In late 2017, an article I read on a blog called "Medium" shined a light on a program that major cell phone companies created. Those companies are selling real time data about you – your number, your provider, your address, plan type, type of phone and even current location – to purchasers.
Granted, your cell phone plan may not reveal a lot about you. But when it’s combined with information about the vehicle you drive and your online purchase history, this metadata builds a picture of you. Who you are, what you like, how you buy.
This isn’t a warning about your digital privacy, though. I’m telling you that if a large company – say, a car manufacturer – wants to build a profile of a perfect customer, they only need to purchase the data and use AI to identify trends.
They have purchasing power that independent shops do not: to buy massive amounts of data and AI programmers who can turn that data into actions.
We are staring down the barrel of manufacturers being able to target and steal your customers with laser-like precision…and half of the owners in our industry don’t even measure how their employees are performing each day.
How to adapt successfully
First and foremost, you must close the knowledge gap.

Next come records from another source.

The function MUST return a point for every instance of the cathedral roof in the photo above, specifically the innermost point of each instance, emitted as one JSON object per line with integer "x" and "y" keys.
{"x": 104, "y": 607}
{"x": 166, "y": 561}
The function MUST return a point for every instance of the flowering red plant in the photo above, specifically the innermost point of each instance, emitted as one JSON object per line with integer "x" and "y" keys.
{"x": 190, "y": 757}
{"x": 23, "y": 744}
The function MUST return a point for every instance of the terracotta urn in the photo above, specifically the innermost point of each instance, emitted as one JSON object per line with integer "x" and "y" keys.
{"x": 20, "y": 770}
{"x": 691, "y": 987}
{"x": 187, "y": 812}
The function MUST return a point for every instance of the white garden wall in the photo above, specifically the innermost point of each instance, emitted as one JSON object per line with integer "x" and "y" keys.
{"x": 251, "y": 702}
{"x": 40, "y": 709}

Our industry is still dominated by poorly-focused, activity-driven marketing. We still allow marketing companies to cherry pick numbers like return on investment without looking at the actual behavior and trust of the customer base they drive.

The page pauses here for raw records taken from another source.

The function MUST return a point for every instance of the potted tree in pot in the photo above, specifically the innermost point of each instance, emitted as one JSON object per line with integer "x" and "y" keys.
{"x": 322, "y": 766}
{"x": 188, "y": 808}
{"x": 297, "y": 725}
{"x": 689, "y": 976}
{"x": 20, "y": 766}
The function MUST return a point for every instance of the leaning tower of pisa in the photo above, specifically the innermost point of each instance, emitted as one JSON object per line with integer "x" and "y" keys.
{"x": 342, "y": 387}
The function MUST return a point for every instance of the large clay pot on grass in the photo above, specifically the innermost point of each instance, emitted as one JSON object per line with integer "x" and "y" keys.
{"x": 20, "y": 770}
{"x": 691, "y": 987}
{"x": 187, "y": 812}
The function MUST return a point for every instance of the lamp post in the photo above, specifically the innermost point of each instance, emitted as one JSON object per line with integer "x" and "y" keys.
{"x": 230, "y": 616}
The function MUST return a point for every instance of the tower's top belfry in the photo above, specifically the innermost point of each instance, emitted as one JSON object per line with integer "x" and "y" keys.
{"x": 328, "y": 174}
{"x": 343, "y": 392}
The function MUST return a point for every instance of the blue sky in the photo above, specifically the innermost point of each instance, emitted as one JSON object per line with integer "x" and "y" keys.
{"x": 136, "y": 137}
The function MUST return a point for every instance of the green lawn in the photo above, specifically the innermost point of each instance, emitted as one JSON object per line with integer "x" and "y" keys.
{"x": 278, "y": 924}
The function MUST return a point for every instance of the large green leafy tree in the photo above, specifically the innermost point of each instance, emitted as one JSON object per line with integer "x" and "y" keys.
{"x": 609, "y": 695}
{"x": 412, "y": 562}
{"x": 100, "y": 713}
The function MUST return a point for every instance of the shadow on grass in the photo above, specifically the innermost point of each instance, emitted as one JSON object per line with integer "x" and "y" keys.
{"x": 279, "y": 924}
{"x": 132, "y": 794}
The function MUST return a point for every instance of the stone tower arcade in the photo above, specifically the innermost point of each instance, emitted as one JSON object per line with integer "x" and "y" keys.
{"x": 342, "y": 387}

In an age of machine learning, that’s unacceptable. If a campaign makes you busy, but ends up replacing your customer base with no-value coupon chasers, it’s wasted money. Doing so when we can quickly measure the effect of marketing is wrong. Doing so when a computer can quickly learn where your best customers are and target them with the right message is conceding that we want the dealerships and chains to win.
You can probably not afford the data or the payroll needed to do that in-house, so step one must be to switch to a marketing company that is data-driven and results focused.
That knowledge gap extends to shop measurement.
We already know that half of shops aren’t measuring their employees regularly. Of those that are measuring, only a fraction are doing so daily.
The fact of the matter is that we cannot hope to survive long as independent shops if we’re not willing to do the basics. Too many of us are content to look back at the previous month to try to measure going forward.
Setting aside AI for a moment, this can’t keep happening. If you don’t know how you’re doing until the month is past, it’s too late to fix anything. You can make changes, sure, but the money you lost last month is gone.
Unless you make the change today, you can’t save this month either.
The picture is even more clear with AI. Consider what the dealerships and chains can learn with their resources. They can know their most efficient employees, how to effectively dispatch and can manage inventory based on data from locations coast to coast.
And half of us won’t even do basic measurement.
The truth is, shop owners are about to face a reckoning. Unless you think techs will be easier to find in the future, or that costs will go down, or that you’ll face less competition, the only answer is to take a giant step forward. We must do better marketing, we must manage smarter, and we must start measuring our business like the future is already here.